Sirius is the other popular choice by marauders scholars for this category, with @in-flvx (2023) stating that he “handsomely handsomes while dying after 12 years of torture hell and another year in shackles”, which would mean that “a few tears would[n’t] stop him from being the hottest person in the room at all times” (ibid).
Additional parameters
I am suggesting to introduce an additional metric in order to further specify and better assess the ugly-crying levels:
(11) explosiveness of cry
@felixantares (2023) introduces the idea that Remus “is the type that very few people have been seen cry because he ignores every difficult emotion hes (sic) ever had (…) and it all explodes at once and its horrible to watch when he breaks down”, a sentiment shared by several of the other authors mentioned above in various other categories.
Further opinions & conclusions
The most popular consensus seems to be that Sirius cannot be the ugliest crier, sometimes also in direct comparison to his brother: @spindrifters (2023) answers the question of the ugliest crier with “obviously it’s regulus”, elaborating that “at least [it’s] definitely not sirius bc (sic) reg is canonically less handsome in all ways” which brings up the question if regular beauty plays into ugly crying. This is contrasted by lynxindisguises argument, that Sirius may be an ugly crier because he’s so gorgeous, and his ugly crying subverts the expectations of beauty:
“the most beautiful man alive looks hideous while crying, and his deeply awkward and perpetually damp bf (sic) is literally in his element while crying – dampness becomes him, you might say.”

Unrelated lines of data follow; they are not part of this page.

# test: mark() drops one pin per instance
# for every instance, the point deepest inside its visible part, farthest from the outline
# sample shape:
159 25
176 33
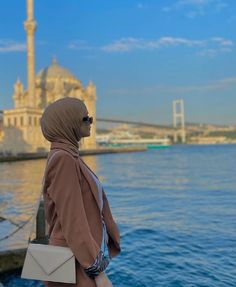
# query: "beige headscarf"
61 120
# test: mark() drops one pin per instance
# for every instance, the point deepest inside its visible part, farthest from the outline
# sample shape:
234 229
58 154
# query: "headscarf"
62 119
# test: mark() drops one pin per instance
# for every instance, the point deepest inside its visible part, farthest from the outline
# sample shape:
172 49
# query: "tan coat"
72 211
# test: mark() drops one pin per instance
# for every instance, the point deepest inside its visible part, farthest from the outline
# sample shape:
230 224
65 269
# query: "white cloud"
194 8
210 47
79 45
129 44
9 46
140 6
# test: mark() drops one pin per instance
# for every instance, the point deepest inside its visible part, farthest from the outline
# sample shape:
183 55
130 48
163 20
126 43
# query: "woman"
76 207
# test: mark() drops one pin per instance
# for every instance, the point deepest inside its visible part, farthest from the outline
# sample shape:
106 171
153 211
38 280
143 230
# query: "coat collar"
93 186
82 165
65 146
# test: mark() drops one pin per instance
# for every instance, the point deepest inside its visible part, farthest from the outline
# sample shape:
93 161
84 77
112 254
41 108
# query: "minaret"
30 27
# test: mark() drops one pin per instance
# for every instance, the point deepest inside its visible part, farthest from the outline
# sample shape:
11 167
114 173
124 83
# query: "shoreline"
98 151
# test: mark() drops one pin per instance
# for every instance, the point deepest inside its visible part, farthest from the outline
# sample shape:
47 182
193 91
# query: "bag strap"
39 199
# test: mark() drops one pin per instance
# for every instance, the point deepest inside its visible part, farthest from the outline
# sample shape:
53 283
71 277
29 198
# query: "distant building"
20 127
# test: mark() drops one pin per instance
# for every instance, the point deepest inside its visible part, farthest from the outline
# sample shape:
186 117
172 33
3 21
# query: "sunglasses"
88 119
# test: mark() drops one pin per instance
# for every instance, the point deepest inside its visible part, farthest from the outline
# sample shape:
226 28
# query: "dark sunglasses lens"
88 119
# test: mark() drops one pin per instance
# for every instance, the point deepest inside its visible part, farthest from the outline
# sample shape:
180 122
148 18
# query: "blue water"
176 210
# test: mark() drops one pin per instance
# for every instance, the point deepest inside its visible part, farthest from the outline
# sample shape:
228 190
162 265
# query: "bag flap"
49 257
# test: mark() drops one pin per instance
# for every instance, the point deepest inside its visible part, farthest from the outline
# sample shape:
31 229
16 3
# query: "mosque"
20 130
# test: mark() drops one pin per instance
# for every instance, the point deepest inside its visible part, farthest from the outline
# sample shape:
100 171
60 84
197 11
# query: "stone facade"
21 125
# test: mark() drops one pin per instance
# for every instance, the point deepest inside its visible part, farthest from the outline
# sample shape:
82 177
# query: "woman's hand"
102 280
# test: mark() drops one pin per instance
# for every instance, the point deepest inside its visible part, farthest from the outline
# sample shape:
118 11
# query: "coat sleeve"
65 191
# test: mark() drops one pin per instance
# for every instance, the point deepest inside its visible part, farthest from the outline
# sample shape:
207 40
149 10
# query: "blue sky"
141 55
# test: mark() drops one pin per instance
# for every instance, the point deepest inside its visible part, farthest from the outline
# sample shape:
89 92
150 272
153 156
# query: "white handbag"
48 262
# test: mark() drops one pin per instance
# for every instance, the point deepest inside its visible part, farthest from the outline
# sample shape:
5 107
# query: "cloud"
9 46
210 47
140 6
194 8
79 45
129 44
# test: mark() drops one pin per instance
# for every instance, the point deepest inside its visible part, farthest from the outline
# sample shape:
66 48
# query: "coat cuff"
99 265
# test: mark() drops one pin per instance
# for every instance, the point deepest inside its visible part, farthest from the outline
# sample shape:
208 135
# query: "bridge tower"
178 120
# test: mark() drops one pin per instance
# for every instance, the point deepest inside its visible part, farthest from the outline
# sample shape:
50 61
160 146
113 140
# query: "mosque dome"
54 71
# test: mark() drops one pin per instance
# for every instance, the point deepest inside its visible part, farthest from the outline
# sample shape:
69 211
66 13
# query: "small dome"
54 71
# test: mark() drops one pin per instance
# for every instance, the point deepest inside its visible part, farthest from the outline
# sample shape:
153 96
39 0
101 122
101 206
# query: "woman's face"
85 125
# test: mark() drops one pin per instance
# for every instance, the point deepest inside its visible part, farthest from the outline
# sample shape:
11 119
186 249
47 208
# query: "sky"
141 55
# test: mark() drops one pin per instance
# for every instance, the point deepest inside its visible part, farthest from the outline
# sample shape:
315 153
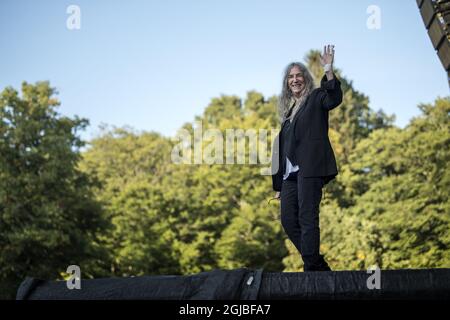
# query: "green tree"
48 218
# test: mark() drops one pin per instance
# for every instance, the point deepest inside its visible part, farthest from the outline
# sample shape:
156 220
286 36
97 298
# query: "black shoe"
316 264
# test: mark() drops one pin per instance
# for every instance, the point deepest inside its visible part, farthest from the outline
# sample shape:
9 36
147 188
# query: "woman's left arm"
332 93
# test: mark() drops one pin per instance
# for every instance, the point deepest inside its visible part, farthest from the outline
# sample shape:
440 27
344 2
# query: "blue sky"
154 65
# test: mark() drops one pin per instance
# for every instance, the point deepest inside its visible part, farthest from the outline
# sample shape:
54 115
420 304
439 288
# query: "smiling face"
296 82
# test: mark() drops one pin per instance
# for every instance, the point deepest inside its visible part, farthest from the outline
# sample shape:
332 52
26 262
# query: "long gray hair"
286 93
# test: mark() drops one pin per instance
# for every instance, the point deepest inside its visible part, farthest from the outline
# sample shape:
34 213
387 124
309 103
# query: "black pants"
300 203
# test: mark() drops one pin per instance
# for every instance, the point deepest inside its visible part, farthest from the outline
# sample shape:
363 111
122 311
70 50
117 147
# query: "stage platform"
247 284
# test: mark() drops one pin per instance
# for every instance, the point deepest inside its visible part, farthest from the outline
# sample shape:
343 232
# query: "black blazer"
310 146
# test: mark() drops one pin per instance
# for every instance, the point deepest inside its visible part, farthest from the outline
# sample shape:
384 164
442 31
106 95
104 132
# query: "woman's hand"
328 55
326 59
277 197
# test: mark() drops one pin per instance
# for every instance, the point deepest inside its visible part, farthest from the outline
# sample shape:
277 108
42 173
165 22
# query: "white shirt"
289 167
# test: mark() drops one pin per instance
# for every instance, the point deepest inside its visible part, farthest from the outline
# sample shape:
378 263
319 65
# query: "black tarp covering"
246 284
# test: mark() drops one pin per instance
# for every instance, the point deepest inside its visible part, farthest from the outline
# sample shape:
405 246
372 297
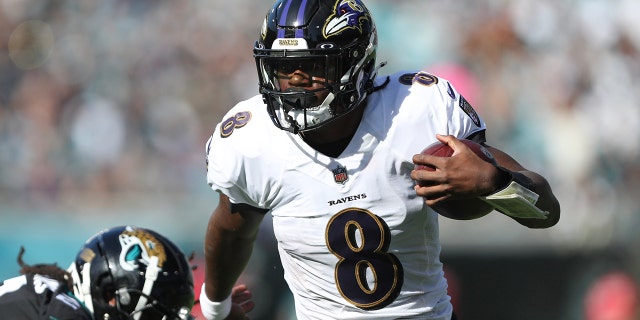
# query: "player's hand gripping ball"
459 209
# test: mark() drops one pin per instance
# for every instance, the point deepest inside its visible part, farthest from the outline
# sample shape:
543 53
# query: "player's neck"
332 139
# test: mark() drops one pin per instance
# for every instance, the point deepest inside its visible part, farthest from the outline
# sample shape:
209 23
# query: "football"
465 209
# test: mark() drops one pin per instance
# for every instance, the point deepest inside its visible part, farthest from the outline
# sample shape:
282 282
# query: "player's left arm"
512 171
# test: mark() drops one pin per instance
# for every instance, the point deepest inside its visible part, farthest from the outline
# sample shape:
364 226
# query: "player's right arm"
229 239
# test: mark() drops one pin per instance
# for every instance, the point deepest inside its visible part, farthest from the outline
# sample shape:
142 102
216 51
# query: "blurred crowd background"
105 107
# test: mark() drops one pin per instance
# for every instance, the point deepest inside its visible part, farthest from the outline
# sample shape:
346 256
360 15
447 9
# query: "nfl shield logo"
340 174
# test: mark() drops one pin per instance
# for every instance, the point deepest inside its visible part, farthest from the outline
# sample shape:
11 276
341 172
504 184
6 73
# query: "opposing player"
328 149
119 273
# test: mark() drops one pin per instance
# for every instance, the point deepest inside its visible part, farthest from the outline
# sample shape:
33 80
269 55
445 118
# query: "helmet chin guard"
334 41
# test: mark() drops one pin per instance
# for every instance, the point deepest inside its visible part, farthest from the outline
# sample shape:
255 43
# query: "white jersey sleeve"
238 161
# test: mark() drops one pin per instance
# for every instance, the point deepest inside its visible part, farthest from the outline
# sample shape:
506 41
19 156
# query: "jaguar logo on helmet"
138 246
348 14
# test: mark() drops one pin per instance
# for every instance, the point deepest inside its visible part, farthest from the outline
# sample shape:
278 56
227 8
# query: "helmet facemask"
340 87
334 43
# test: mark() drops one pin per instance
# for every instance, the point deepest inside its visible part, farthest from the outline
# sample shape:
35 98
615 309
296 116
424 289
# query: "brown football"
459 209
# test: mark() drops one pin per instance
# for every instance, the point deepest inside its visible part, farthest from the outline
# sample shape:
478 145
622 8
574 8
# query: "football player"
328 149
119 273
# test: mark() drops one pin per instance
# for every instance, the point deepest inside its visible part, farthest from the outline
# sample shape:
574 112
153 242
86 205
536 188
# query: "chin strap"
82 287
151 275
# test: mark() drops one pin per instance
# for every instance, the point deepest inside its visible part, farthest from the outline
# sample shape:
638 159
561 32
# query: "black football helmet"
133 273
335 41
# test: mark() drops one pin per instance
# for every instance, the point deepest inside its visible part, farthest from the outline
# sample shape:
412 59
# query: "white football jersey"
355 240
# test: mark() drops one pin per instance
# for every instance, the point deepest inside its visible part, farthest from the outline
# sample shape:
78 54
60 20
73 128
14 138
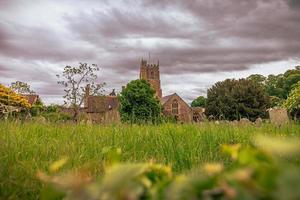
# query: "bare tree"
75 80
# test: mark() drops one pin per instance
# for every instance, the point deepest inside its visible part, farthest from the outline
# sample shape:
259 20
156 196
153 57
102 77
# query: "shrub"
138 103
9 98
293 102
236 99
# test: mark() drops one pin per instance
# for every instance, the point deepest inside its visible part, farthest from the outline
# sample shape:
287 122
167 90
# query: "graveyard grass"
26 148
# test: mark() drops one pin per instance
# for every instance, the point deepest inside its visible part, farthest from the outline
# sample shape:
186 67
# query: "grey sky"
197 42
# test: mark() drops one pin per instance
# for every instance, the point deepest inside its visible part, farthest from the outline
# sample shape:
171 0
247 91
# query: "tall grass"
28 147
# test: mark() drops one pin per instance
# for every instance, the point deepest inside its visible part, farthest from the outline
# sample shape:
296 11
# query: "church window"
175 107
152 75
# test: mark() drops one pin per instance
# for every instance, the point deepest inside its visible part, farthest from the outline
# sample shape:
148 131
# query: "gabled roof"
165 99
31 98
99 104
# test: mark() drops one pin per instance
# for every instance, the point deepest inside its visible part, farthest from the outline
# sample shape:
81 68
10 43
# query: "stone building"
173 105
31 98
104 109
150 72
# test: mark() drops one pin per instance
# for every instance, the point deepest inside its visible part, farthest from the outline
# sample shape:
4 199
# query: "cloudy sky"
198 42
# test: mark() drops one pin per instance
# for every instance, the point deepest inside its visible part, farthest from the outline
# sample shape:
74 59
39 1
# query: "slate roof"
99 104
166 98
31 98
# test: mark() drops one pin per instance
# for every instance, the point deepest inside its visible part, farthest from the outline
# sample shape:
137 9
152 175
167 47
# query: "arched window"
175 107
152 75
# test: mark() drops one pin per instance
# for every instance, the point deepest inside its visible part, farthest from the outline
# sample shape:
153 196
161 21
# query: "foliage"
257 78
75 80
28 147
9 98
37 108
199 102
293 102
281 85
255 174
138 103
235 99
21 87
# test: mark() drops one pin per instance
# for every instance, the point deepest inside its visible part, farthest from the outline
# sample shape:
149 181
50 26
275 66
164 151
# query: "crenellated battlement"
150 72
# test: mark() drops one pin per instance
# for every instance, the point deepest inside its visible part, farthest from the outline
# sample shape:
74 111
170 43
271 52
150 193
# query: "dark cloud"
188 37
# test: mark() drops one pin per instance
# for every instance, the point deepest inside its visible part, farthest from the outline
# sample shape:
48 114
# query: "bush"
139 104
236 99
293 102
9 98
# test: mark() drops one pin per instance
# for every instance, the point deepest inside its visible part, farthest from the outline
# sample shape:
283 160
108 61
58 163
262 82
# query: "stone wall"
184 111
111 116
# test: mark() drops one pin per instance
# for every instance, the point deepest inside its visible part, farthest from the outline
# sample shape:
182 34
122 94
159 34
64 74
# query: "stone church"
104 109
173 105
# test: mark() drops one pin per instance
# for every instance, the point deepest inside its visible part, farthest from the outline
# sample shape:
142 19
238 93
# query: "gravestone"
278 116
258 122
244 121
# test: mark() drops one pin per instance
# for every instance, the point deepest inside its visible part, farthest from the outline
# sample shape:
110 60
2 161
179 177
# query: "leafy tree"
21 87
274 86
199 102
234 99
138 103
293 102
74 80
291 78
257 78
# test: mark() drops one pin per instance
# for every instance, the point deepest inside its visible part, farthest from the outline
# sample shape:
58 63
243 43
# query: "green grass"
29 147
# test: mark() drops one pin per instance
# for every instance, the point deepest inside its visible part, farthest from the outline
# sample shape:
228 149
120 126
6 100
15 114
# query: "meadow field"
28 147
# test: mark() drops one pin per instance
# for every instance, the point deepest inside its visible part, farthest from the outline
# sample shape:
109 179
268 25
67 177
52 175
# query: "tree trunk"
75 116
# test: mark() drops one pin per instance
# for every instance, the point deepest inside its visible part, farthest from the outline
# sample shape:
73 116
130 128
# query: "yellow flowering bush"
10 98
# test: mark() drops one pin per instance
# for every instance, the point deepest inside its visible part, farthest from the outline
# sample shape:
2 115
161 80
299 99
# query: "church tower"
150 72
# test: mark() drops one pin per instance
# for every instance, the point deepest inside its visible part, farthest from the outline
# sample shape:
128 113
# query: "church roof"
31 98
99 104
165 99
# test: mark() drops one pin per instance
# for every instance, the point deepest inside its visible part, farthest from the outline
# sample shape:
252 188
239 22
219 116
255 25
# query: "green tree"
234 99
257 78
74 80
138 103
293 102
274 86
199 102
291 78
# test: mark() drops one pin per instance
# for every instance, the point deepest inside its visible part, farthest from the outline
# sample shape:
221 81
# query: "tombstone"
278 116
244 121
258 122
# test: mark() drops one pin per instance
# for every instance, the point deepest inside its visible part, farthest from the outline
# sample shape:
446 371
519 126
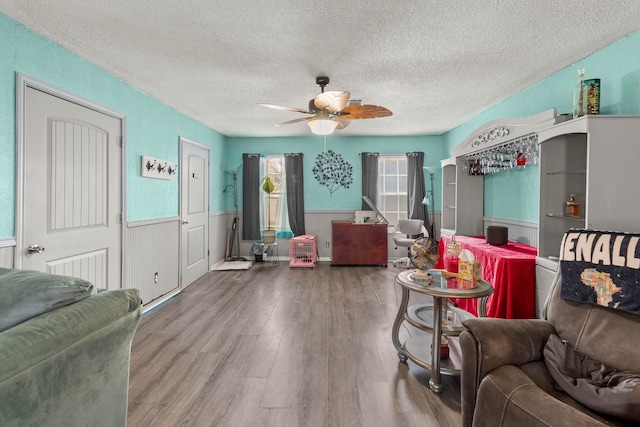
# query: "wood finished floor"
282 347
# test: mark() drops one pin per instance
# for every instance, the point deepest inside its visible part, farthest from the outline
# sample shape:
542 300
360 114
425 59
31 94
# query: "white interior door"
194 210
71 190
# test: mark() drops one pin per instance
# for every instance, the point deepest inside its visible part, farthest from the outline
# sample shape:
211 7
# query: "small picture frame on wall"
153 167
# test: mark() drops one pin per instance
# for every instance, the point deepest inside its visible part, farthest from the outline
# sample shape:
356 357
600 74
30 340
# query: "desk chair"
405 233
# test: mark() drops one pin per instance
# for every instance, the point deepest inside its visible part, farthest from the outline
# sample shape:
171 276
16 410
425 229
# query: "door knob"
35 249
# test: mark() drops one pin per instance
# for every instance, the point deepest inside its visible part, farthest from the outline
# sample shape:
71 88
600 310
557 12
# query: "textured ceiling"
435 64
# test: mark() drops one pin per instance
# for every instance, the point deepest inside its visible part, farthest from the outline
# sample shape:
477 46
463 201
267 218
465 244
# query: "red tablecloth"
510 268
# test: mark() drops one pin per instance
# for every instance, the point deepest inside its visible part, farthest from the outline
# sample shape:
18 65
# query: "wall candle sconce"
158 168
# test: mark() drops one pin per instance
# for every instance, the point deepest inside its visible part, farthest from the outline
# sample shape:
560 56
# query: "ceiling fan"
331 110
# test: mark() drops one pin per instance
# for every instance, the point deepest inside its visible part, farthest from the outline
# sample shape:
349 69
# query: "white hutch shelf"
595 158
463 194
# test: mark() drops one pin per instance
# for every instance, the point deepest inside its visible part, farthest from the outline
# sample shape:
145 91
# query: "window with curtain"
273 206
392 187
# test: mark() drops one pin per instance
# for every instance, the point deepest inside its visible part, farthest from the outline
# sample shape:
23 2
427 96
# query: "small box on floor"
469 270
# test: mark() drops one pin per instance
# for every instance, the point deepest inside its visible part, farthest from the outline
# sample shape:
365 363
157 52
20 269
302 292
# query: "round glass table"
424 349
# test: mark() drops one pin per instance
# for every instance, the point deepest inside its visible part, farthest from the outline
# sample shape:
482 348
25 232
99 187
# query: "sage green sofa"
64 351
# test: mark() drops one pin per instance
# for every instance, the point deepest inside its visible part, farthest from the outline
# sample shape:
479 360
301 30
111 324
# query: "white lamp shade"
322 126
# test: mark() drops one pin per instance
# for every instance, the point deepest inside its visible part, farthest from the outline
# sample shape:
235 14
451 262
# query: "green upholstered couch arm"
70 366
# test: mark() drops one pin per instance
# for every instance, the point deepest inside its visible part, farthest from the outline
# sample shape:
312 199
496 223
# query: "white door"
72 188
194 210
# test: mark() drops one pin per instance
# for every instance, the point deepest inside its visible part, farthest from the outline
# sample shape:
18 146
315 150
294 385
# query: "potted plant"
268 235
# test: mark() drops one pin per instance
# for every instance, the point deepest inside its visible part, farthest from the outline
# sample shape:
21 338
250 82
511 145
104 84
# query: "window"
273 206
392 187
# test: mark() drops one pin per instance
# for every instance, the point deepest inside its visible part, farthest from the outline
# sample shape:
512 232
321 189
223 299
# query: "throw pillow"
25 294
591 383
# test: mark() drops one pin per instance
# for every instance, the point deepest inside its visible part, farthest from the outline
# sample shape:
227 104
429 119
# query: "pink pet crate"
302 251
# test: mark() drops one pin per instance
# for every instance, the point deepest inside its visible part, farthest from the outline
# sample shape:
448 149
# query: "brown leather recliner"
505 381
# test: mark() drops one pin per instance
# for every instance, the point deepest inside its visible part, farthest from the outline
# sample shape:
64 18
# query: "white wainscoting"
523 232
7 252
152 248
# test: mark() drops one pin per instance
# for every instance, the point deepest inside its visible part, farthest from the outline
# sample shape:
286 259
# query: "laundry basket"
302 251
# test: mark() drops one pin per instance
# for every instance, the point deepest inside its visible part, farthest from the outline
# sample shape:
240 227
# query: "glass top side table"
424 350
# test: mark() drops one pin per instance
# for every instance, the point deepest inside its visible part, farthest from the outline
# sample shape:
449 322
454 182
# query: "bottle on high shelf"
578 96
571 207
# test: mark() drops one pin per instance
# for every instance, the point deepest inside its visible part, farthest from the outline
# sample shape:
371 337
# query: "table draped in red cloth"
510 268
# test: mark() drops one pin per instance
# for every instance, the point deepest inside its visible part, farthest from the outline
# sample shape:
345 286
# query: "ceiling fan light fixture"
322 126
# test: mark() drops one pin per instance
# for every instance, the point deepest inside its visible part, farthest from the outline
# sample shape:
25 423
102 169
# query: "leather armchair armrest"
488 343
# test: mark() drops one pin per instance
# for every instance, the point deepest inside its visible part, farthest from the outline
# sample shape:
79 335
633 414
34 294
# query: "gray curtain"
250 196
369 177
416 188
295 192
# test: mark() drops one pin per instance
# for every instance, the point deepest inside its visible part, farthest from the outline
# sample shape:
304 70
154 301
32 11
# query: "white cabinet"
462 193
462 199
596 158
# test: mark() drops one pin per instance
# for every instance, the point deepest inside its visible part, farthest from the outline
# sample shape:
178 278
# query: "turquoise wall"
513 194
318 197
152 128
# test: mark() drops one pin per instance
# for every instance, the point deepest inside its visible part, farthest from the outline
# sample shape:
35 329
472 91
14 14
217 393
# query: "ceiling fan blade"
281 107
290 122
332 100
354 112
342 123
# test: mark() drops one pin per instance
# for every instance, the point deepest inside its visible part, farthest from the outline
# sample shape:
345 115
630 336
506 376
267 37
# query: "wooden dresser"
359 244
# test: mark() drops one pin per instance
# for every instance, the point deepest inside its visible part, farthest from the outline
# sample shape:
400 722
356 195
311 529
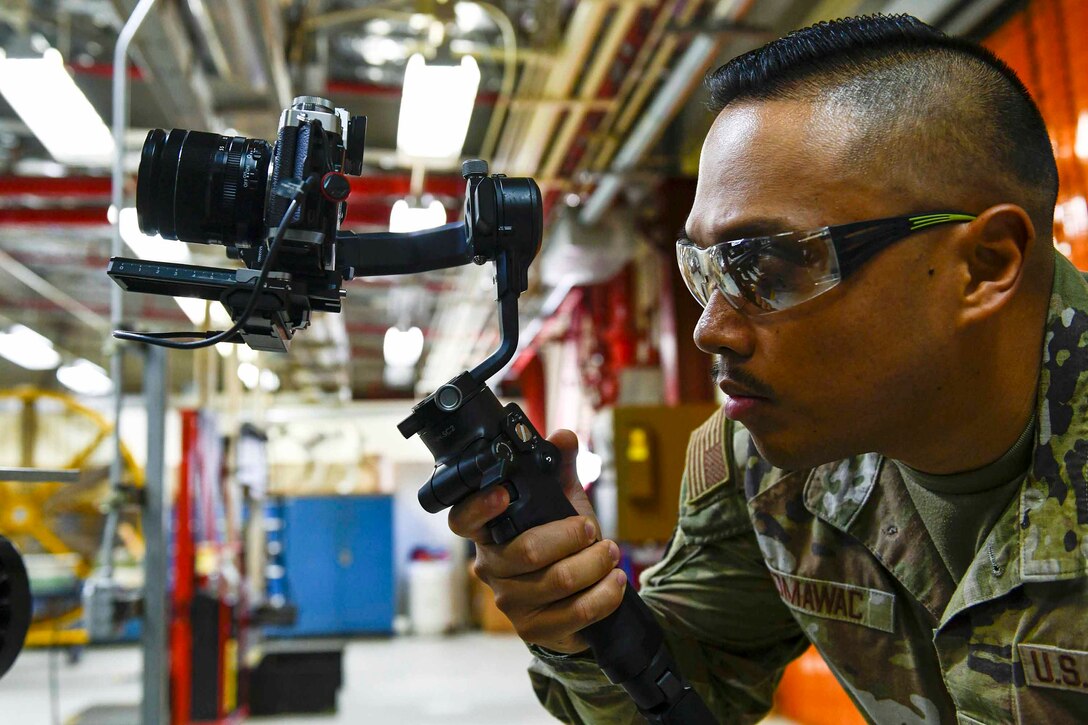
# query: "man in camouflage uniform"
907 490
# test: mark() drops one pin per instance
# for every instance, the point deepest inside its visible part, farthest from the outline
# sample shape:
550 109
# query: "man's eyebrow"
743 229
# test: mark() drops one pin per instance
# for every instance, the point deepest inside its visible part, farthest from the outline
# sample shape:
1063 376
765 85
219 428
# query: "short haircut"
959 107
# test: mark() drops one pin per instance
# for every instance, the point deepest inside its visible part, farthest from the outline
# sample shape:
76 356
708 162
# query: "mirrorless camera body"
279 210
208 188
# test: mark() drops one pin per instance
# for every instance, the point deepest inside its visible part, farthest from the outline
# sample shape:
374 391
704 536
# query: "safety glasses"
765 274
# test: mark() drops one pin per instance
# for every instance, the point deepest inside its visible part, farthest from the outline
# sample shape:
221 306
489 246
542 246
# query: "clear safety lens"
762 274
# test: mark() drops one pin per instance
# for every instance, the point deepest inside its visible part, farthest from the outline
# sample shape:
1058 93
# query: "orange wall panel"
1043 45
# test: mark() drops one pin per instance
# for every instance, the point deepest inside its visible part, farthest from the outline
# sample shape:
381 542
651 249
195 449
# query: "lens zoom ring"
232 176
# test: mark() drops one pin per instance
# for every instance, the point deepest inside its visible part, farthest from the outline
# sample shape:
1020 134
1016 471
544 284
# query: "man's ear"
993 253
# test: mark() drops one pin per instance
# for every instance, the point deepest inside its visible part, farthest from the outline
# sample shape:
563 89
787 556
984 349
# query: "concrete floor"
466 679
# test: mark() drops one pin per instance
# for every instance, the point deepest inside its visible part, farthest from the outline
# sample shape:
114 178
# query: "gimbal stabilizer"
476 441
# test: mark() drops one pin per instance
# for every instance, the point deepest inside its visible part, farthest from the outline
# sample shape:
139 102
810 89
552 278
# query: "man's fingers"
468 518
565 578
536 549
567 443
561 619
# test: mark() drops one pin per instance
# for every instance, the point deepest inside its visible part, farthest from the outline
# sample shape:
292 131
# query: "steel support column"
153 707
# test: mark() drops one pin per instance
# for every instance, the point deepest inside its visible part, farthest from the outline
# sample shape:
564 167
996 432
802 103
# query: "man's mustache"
721 370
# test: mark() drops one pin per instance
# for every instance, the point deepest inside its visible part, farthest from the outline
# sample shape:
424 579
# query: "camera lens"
204 187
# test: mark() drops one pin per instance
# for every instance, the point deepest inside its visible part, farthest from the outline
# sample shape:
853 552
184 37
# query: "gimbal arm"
403 253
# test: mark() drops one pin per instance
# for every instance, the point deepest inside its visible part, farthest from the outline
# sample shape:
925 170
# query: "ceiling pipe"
927 11
694 62
52 293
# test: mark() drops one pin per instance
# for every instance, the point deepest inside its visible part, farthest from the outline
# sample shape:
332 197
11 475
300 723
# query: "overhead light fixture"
26 348
147 246
403 347
1080 145
268 381
85 378
249 375
405 218
378 49
436 107
589 466
44 95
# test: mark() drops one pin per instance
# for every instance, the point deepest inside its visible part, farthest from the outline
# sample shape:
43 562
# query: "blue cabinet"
337 561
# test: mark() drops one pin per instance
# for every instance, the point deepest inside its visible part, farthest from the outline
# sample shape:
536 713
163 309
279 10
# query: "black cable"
54 679
162 339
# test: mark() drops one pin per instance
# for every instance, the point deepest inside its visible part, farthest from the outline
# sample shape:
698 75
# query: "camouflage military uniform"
764 561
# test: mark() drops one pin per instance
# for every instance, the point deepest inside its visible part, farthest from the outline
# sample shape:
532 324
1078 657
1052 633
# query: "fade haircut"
944 110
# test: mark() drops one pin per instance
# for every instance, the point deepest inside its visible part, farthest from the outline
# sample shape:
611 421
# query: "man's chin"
789 455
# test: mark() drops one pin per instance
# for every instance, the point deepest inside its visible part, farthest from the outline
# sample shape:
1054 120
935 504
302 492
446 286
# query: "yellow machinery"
58 526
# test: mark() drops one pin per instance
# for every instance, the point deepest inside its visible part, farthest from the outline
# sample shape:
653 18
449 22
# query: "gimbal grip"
628 644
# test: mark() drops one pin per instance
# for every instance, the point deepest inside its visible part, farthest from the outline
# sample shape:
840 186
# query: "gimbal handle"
477 443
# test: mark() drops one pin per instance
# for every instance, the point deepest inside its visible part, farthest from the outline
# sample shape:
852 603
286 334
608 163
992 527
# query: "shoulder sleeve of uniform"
712 502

This statement raises yet another question – does regular crying make the crier more or less ugly? Can an ugly crier become a pretty crier by practice or are we all born either ugly or pretty criers, condemned to this fate for life?
While this paper has given an overview of the current state of research to ugly crying/pretty crying, it has also raised many more questions. Other topics which may be addressed in future papers also include the philosophical question whether ugly crying is in the eye of the beholder and if it is possible to ugly cry without being perceived, and if it is possible to ugly cry if the person perceiving you doesn’t find it ugly. Since the research field of ugly crying is a relatively new one, we can only hope to read many more opinions on these and other topics in the future, and I look forward to reading different scholar’s approaches to these highly relevant topics.